人気エコノミストの分析からは、2020年の東京五輪までの道のりに明るさが漂う。すなわち「投資の未来も明るいのだ。」と。しかし、だ。これから6年間の「稼ぐ道」を考える前に、これまでの6年を振り返ることにも意味はあるだろう。どう立ち回れば勝てたのか。そこには今後の投資のヒントがあるはずだ。
先に結論から言うと、振り返りで眺める過去の日本株相場は、まさに「修羅場」と呼ぶにふさわしい展開だった。日経平均株価のチャートを検証してみよう。
07年末の日経平均は1万5307円。13年末が1万6291円だったので、6年間で6%上昇した。水準はさておき、「あれ、もっと苦しんだ気が」と感じないだろうか。それもそのはず。この6年は相場の上げ・下げ局面が極端に偏る、いびつな推移をたどったためだ。

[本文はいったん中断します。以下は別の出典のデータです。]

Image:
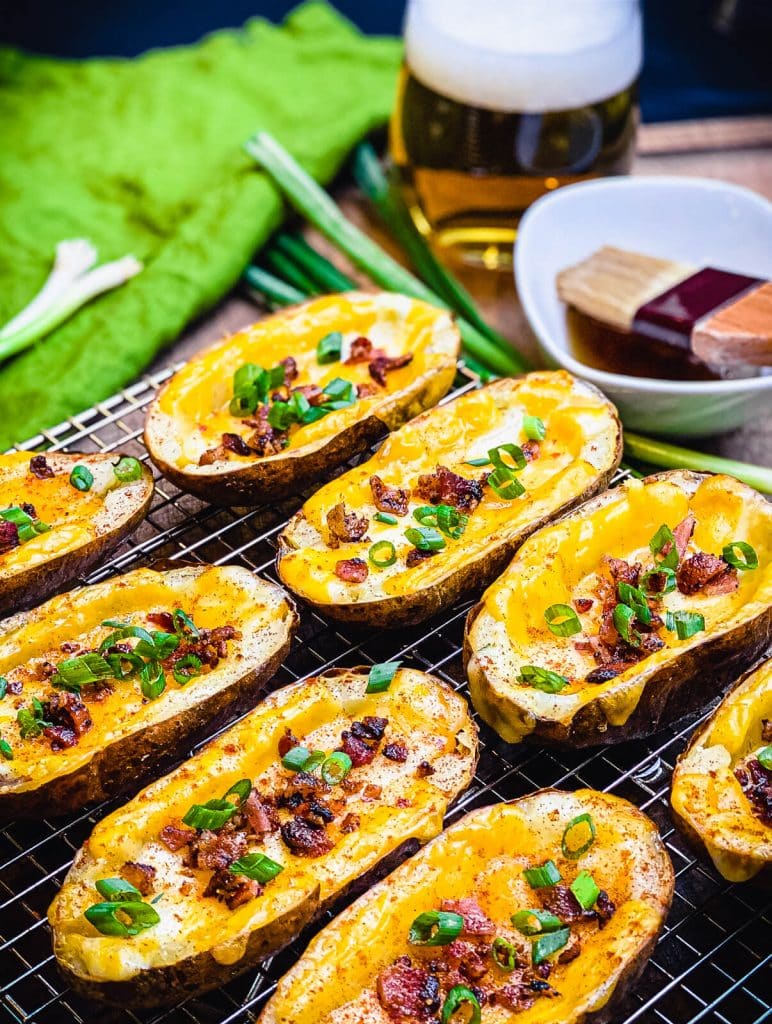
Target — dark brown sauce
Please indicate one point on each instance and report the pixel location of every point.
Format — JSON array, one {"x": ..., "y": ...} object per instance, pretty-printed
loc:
[{"x": 603, "y": 347}]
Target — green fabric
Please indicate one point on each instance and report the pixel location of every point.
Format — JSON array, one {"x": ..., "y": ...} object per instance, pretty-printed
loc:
[{"x": 145, "y": 157}]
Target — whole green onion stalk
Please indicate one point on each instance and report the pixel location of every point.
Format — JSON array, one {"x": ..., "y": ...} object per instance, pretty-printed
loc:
[{"x": 73, "y": 282}]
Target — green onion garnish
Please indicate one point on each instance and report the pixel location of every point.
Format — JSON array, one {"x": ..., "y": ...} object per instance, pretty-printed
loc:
[
  {"x": 329, "y": 348},
  {"x": 685, "y": 624},
  {"x": 748, "y": 559},
  {"x": 380, "y": 676},
  {"x": 579, "y": 837},
  {"x": 81, "y": 477},
  {"x": 662, "y": 539},
  {"x": 562, "y": 621},
  {"x": 533, "y": 428},
  {"x": 586, "y": 890},
  {"x": 336, "y": 767},
  {"x": 425, "y": 538},
  {"x": 382, "y": 554},
  {"x": 535, "y": 922},
  {"x": 435, "y": 928},
  {"x": 547, "y": 875},
  {"x": 542, "y": 679},
  {"x": 256, "y": 866},
  {"x": 549, "y": 944},
  {"x": 504, "y": 953},
  {"x": 186, "y": 668},
  {"x": 296, "y": 758},
  {"x": 128, "y": 469}
]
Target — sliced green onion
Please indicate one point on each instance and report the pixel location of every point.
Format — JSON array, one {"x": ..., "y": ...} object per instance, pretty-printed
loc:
[
  {"x": 382, "y": 554},
  {"x": 458, "y": 995},
  {"x": 749, "y": 559},
  {"x": 128, "y": 469},
  {"x": 542, "y": 679},
  {"x": 579, "y": 837},
  {"x": 685, "y": 624},
  {"x": 661, "y": 539},
  {"x": 549, "y": 944},
  {"x": 535, "y": 922},
  {"x": 256, "y": 866},
  {"x": 546, "y": 875},
  {"x": 380, "y": 676},
  {"x": 504, "y": 953},
  {"x": 335, "y": 769},
  {"x": 533, "y": 428},
  {"x": 104, "y": 918},
  {"x": 562, "y": 621},
  {"x": 186, "y": 669},
  {"x": 650, "y": 581},
  {"x": 296, "y": 758},
  {"x": 585, "y": 889},
  {"x": 329, "y": 348},
  {"x": 81, "y": 477},
  {"x": 435, "y": 928}
]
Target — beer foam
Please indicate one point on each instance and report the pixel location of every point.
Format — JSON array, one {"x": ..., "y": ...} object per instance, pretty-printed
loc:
[{"x": 524, "y": 55}]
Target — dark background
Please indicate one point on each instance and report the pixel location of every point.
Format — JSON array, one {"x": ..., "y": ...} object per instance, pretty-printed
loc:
[{"x": 691, "y": 69}]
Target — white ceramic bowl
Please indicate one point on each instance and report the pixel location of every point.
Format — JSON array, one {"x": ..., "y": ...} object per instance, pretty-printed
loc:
[{"x": 694, "y": 220}]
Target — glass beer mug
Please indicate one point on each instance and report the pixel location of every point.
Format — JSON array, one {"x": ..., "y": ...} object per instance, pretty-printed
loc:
[{"x": 502, "y": 100}]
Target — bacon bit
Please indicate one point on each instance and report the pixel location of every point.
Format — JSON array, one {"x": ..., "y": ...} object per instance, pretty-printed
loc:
[
  {"x": 351, "y": 569},
  {"x": 39, "y": 467},
  {"x": 8, "y": 536},
  {"x": 176, "y": 836},
  {"x": 306, "y": 838},
  {"x": 233, "y": 890},
  {"x": 388, "y": 499},
  {"x": 139, "y": 876},
  {"x": 476, "y": 921},
  {"x": 406, "y": 991},
  {"x": 383, "y": 365},
  {"x": 349, "y": 823},
  {"x": 395, "y": 752},
  {"x": 360, "y": 351}
]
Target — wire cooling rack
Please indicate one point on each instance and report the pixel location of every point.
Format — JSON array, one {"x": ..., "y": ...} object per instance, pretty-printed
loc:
[{"x": 713, "y": 962}]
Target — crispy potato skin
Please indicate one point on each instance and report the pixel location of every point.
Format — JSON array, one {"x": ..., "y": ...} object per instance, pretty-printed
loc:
[
  {"x": 670, "y": 691},
  {"x": 38, "y": 583},
  {"x": 167, "y": 984},
  {"x": 469, "y": 578},
  {"x": 304, "y": 995},
  {"x": 280, "y": 476}
]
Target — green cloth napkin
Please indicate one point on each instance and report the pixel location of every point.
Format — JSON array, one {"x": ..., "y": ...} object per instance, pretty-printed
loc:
[{"x": 145, "y": 157}]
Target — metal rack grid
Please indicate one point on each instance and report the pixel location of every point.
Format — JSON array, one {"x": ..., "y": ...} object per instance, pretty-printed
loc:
[{"x": 713, "y": 962}]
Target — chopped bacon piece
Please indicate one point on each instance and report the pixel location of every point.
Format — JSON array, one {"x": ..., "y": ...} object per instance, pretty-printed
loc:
[
  {"x": 351, "y": 569},
  {"x": 445, "y": 487},
  {"x": 388, "y": 499},
  {"x": 345, "y": 526},
  {"x": 233, "y": 890},
  {"x": 306, "y": 838},
  {"x": 139, "y": 876},
  {"x": 359, "y": 351},
  {"x": 408, "y": 992},
  {"x": 476, "y": 921},
  {"x": 39, "y": 467},
  {"x": 382, "y": 365},
  {"x": 697, "y": 570}
]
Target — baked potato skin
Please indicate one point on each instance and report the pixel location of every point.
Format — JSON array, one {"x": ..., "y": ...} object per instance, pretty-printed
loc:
[
  {"x": 290, "y": 472},
  {"x": 38, "y": 583},
  {"x": 469, "y": 577},
  {"x": 670, "y": 691}
]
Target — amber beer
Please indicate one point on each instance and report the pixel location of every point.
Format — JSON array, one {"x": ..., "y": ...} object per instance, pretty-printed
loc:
[{"x": 502, "y": 100}]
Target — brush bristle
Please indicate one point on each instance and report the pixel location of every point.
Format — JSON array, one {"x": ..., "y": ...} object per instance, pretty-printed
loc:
[{"x": 612, "y": 284}]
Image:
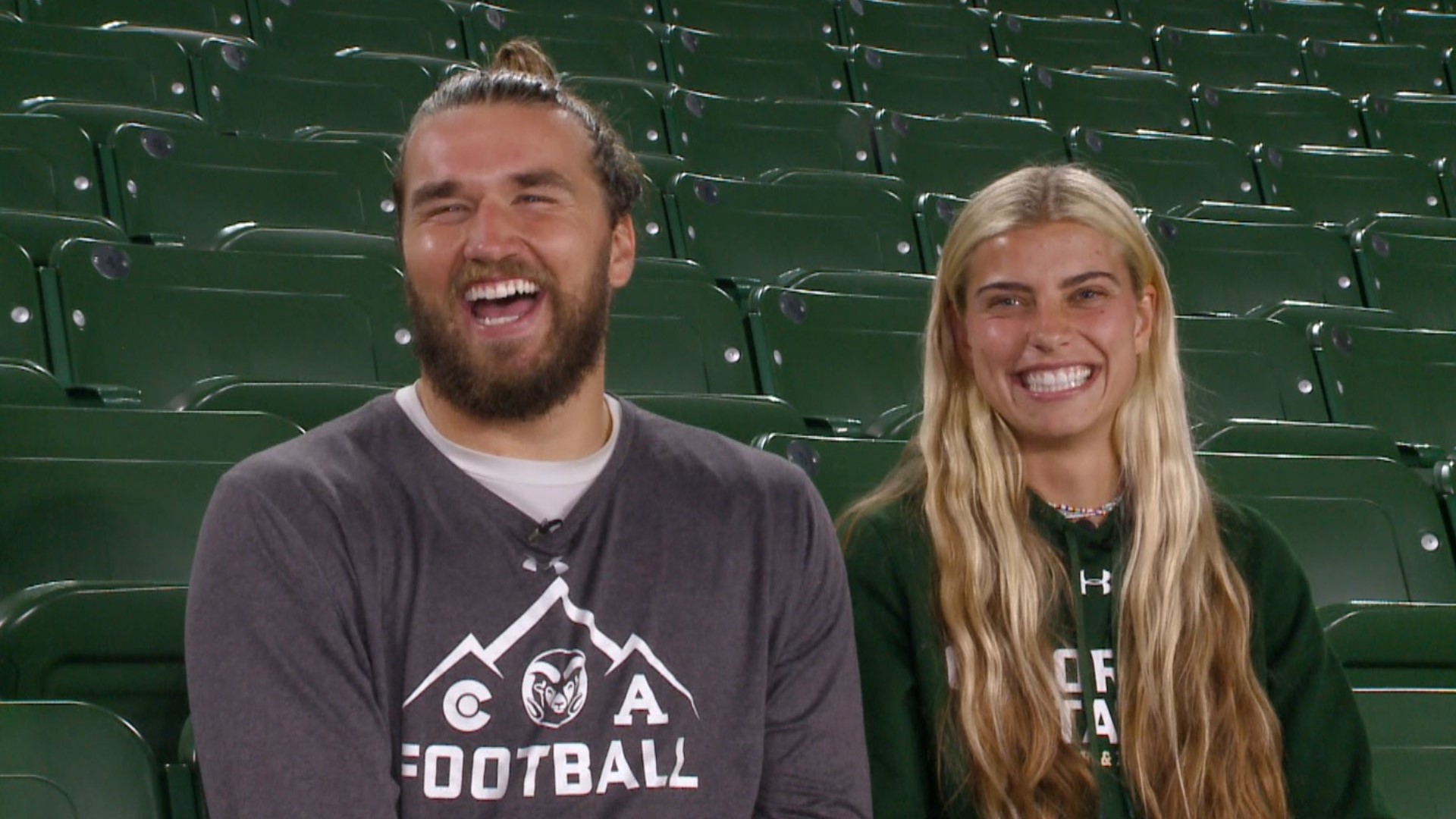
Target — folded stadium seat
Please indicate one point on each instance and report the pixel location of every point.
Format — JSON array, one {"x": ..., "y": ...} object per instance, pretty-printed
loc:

日経平均はサブプライム問題が顕在化しつつあった08年の夏場から下げ始め、同年9月のリーマン・ショックで下落が加速。「銀行規制が強まると(信用収縮で)マーケットは潰れる」の言葉通り、世界同時株安で日経平均は10月の底値(7162円)まで4割もの下げを記録した。
これだけなら反発局面を捉えれば儲かった、という話だが、つらいのはその後。特に大きな反発もないまま東日本大震災、ギリシャのデフォルト(債務不履行)懸念に端を発するユーロ危機、その裏で着々と進む歴史的円高と、逆風が吹き荒れ続ける。民主党への政権交代という日本政治史に残るイベントもあったが、「民主党政権時代はボックス圏」と期待外れに終わった。

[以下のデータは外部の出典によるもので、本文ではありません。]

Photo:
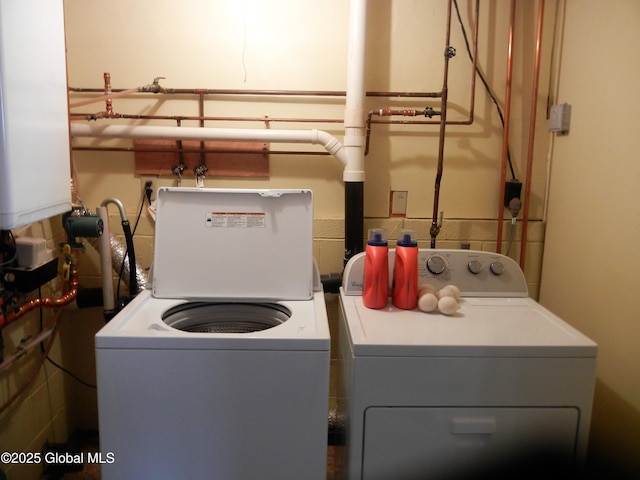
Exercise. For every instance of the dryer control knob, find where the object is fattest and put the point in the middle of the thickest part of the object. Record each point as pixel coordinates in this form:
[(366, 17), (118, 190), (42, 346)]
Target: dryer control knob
[(436, 265), (497, 268), (474, 266)]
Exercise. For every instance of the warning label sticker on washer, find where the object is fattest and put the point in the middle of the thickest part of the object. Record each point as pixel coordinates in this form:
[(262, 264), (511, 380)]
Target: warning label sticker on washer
[(236, 220)]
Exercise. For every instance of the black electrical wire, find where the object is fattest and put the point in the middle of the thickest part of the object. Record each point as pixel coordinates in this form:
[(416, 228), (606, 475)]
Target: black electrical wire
[(146, 194), (485, 83), (50, 360)]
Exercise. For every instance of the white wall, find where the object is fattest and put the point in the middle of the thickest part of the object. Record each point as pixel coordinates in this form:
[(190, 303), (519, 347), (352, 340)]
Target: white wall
[(591, 259)]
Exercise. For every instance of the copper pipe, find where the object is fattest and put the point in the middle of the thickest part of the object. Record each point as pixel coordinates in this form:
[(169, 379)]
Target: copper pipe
[(69, 294), (505, 134), (107, 91), (475, 65), (532, 135), (283, 93), (449, 53)]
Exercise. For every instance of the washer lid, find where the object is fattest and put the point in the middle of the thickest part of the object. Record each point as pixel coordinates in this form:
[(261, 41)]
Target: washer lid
[(229, 244)]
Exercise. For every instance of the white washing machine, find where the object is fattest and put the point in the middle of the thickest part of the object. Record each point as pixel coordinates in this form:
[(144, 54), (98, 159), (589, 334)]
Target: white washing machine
[(502, 387), (221, 370)]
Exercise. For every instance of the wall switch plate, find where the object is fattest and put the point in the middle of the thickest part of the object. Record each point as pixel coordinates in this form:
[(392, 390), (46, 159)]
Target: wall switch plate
[(560, 118)]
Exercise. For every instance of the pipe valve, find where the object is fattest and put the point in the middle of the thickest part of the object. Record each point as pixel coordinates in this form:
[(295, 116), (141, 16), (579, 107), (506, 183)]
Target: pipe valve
[(154, 87)]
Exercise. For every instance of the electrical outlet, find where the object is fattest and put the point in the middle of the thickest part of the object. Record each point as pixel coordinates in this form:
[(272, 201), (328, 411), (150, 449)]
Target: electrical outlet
[(148, 181), (398, 207), (560, 118)]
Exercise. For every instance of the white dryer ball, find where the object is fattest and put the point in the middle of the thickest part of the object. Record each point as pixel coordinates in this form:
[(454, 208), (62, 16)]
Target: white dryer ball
[(455, 290), (426, 288), (446, 292), (447, 305), (427, 302)]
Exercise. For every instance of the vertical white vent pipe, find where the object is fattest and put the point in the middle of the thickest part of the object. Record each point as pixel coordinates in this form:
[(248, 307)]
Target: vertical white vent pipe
[(354, 115), (354, 131)]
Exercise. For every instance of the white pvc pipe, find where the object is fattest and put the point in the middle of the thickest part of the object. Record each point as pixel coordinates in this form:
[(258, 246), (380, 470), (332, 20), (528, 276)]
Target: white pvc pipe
[(23, 350), (354, 116), (313, 137), (105, 262)]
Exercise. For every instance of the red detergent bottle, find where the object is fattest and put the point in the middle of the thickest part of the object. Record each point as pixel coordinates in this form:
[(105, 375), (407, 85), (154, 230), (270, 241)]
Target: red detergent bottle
[(405, 271), (375, 292)]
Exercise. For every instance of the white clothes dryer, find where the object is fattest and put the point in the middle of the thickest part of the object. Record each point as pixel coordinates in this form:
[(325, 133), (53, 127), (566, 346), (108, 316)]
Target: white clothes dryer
[(501, 389), (221, 370)]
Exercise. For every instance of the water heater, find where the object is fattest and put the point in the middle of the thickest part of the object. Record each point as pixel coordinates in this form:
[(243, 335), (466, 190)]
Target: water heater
[(34, 120)]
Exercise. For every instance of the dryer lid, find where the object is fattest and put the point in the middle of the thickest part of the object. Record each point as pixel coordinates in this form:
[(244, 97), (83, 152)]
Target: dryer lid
[(233, 243)]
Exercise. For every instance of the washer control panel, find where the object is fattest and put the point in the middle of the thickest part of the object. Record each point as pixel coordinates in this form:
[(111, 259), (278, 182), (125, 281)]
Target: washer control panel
[(475, 273)]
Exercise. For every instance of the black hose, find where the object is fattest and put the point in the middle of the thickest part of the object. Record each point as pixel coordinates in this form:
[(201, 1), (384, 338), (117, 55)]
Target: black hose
[(128, 237)]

結局、本格的な上昇局面は12年11月末から始まったアベノミクス相場だけ。最初の5年は下落と横ばいのスパイラルで、最後の1年余りで86%と急上昇したチャートから浮び上がる「笑った投資家」とは「5年間ひたすら耐え忍び、アベノミクスを端緒から拾った強者」だ。
ここから得られる教訓は「苦しくても必死に食らいつけば、いつかは春が来る」となる。
しかし、これではあまりに希望がない。この振り返りはあくまで日経平均という指数に限ったもの。細かい値幅を積み上げたり、M&A(合併・買収)など個別イベントを拾ったり。
この先6年、景気が回復するとしても、相場に波乱はつきもの。苦しい時でも道はある、ということを覚えておくだけでも、精神的な支えになろう。
6年かけて資産を増やす上で核となるのはやはり収入だ。投資信託の積み立てを始めるにせよ、個別株を購入するにせよ、元手となる余裕資金は日々の仕事から生み出される。
それでは日本の労働市場はどのように変わっていくのだろうか。リクルートワークス研究所はまず「バブル入社組の比率が相対的に大きくなり、職場の年齢構成が変わっていく」と指摘する。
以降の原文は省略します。